The Centers for Disease Control and Prevention (CDC) reported recent data showing Respiratory Syncytial Virus (RSV) cases have spiked over the past month. RSV usually causes children to contract the usual mild-cold symptoms, but the impact could be much worse for those immunocompromised or with a heart defect.’”
https://www.cbsnews.com/news/hospitals-overwhelmed-rsv-pediactric-patients-respiratory-virus/
https://www.naturalnews.com/2022-10-21-cdc-stands-for-child-death-cult.html
“With the CDC’s outlandish decision to add covid-19 “vaccines” — which are really transhumanism mRNA experimental drugs — to the childhood immunization schedule, the CDC has cemented its position as a Child Death Cult (C.D.C.). By pushing this unproven, unsafe and unnecessary jab onto children, the CDC proves it is operating as a shield for Big Pharma while sacrificing millions of children to vaccine injuries and deaths over the coming years.
This decision by the CDC has no medical or scientific justification whatsoever, and it’s abundantly clear the CDC made this move to grant a liability shield to Big Pharma (all vaccines added to the childhood immunization schedule enjoy absolute legal liability in the United States). Even Dr. Robert Malone, inventor of mRNA technology, can hardly believe what we’re seeing here. “I am shocked by the malfeasance,” he wrote. “I have no trust left at all in our public health. It is broken.”
Here’s more from Dr. Malone, via LifeSiteNews.com:
This means that public schools, which all use this schedule, will then be able to mandate the “vaccines” in order for children to attend public school.
This is all being done at the last minute and basically behind the backs of the public, as this received virtually no media attention prior to the vote.
ACIP’s decision to add the COVID-19 shots is based on regulatory capture, budgetary issues, politics, and it is not based on scientific data.
We all know the adverse event profile of the jabs. It is horrific. The small sample size in the clinical trials were poorly designed and inadequately powered.
We all know other countries have completely stopped vaccinating children with these products.

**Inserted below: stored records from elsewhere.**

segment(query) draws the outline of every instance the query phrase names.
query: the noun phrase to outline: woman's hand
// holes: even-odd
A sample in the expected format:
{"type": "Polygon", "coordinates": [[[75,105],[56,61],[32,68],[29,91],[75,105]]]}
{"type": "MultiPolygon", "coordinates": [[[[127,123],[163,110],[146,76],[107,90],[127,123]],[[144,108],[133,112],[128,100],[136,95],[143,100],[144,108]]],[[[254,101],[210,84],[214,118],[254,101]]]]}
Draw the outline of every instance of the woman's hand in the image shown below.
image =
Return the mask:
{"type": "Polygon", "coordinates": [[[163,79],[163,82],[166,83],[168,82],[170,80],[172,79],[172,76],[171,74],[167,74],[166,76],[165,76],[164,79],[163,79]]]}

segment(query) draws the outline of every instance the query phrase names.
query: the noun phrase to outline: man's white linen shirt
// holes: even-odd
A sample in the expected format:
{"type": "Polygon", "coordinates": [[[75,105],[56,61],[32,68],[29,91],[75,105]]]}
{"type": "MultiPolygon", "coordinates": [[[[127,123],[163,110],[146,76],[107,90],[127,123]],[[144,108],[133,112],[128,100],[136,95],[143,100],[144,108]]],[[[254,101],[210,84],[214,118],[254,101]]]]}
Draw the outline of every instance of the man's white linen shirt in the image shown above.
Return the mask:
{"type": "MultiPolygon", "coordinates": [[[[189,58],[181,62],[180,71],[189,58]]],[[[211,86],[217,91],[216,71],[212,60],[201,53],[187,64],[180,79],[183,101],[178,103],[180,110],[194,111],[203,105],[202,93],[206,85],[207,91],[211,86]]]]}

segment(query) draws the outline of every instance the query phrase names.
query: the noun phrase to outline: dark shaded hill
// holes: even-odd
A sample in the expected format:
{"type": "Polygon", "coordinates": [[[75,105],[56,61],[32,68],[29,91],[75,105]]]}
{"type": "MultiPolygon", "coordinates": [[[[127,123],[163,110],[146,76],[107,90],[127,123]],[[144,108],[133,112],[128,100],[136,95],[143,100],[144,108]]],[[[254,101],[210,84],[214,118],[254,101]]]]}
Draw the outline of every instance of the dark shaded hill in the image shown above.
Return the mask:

If they add these jabs to the childhood schedule, it will completely break the trust of the American family in the CDC, as it should.
The CDC, it turns out, is nothing more than a child murdering vaccine holocaust factory.”
Mike Adams did not mention that the real reason behind this, as argued by Robert Kennedy junior, is the avoidance of liability issue, once the vaxxes are planed on the childhood immunisation schedule.